Topic 72

Disaster Recovery for State

StateRecovery

State is the most critical and most fragile thing Terraform owns. Lose it or corrupt it and Terraform no longer knows what it manages — even though every resource it created is still running. The infrastructure is fine; the map to it is gone. The next plan, with an empty or wrong state, proposes to create everything from scratch, which collides with the resources that already exist.

Disaster recovery for state means versioning, backups, and a procedure you have actually rehearsed. Done right, a corrupted write or a fat-fingered state rm is a two-minute rollback to a prior version; done wrong, it is a reconstruction project where you rebuild the map by hand against live infrastructure you are afraid to touch.

The Failure Modes

State fails in a handful of recognizable ways. A corrupted write leaves the file truncated or malformed, usually from an interrupted apply. An accidental state rm or destroy removes entries that should have stayed. A deleted state object — someone cleaned up the wrong S3 key — leaves Terraform with nothing.
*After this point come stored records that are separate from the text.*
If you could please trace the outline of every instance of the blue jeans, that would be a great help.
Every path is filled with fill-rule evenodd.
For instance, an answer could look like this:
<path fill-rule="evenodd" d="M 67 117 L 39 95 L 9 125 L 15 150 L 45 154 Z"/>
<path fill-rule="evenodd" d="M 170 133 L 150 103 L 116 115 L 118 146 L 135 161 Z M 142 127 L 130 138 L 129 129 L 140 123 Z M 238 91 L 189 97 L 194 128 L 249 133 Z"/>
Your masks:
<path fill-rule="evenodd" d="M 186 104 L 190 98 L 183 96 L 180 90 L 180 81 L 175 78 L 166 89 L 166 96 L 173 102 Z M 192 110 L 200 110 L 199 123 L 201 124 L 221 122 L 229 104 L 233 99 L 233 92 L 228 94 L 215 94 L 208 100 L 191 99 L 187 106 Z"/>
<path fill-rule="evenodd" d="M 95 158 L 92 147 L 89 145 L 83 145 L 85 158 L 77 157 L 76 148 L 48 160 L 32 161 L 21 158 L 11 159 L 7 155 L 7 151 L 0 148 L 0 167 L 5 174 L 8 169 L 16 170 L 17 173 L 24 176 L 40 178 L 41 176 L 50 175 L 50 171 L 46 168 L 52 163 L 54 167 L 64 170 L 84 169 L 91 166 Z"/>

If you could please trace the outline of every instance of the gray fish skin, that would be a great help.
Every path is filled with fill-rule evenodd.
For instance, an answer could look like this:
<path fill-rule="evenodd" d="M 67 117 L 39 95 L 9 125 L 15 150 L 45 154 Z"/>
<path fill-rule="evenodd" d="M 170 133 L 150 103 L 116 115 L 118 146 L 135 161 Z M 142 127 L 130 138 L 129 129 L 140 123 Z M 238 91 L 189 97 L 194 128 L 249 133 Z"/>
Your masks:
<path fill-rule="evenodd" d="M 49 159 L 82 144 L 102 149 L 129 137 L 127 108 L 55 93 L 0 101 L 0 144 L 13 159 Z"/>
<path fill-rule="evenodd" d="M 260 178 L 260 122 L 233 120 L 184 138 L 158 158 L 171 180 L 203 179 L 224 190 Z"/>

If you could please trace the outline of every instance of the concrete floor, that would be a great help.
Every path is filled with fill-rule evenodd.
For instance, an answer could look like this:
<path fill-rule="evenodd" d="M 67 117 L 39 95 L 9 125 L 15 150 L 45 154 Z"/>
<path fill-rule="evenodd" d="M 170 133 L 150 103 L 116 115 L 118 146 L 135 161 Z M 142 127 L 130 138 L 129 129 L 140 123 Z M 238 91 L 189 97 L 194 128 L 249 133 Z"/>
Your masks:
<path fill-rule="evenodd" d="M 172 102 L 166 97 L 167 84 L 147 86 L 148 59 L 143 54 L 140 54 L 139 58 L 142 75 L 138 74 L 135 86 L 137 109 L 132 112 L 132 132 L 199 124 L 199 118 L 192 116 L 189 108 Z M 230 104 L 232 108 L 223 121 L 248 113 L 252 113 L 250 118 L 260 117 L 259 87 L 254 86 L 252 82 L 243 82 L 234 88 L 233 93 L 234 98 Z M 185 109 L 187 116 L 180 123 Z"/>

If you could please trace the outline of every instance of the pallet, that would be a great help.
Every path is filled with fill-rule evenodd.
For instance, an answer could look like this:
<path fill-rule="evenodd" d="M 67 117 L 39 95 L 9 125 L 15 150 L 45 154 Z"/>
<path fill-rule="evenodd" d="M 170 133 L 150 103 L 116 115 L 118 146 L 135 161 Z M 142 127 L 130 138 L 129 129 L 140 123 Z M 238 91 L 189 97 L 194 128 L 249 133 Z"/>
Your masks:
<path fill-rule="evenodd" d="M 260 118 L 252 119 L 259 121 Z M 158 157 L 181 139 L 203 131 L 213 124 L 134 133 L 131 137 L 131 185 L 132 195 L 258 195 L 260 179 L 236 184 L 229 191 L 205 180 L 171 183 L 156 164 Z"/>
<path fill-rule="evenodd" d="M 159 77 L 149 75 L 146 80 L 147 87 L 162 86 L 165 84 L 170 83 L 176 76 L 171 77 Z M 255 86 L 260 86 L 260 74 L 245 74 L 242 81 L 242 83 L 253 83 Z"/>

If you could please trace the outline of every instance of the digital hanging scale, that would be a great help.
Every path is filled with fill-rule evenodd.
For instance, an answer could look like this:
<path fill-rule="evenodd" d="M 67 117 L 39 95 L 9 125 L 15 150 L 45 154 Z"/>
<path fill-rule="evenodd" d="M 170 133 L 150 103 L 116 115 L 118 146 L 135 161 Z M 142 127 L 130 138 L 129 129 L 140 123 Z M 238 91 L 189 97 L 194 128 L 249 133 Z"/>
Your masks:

And concurrent writes against a backend with no effective locking — an unlocked remote backend, or a local file shared by hand across machines — interleave two applies into a file that reflects neither correctly.

Every one of these shares the same shape: the infrastructure is untouched, but Terraform's record of it is wrong or missing. That is what makes state DR tractable — you are recovering a record, not rebuilding servers. The whole game is having a known-good version of that record to restore.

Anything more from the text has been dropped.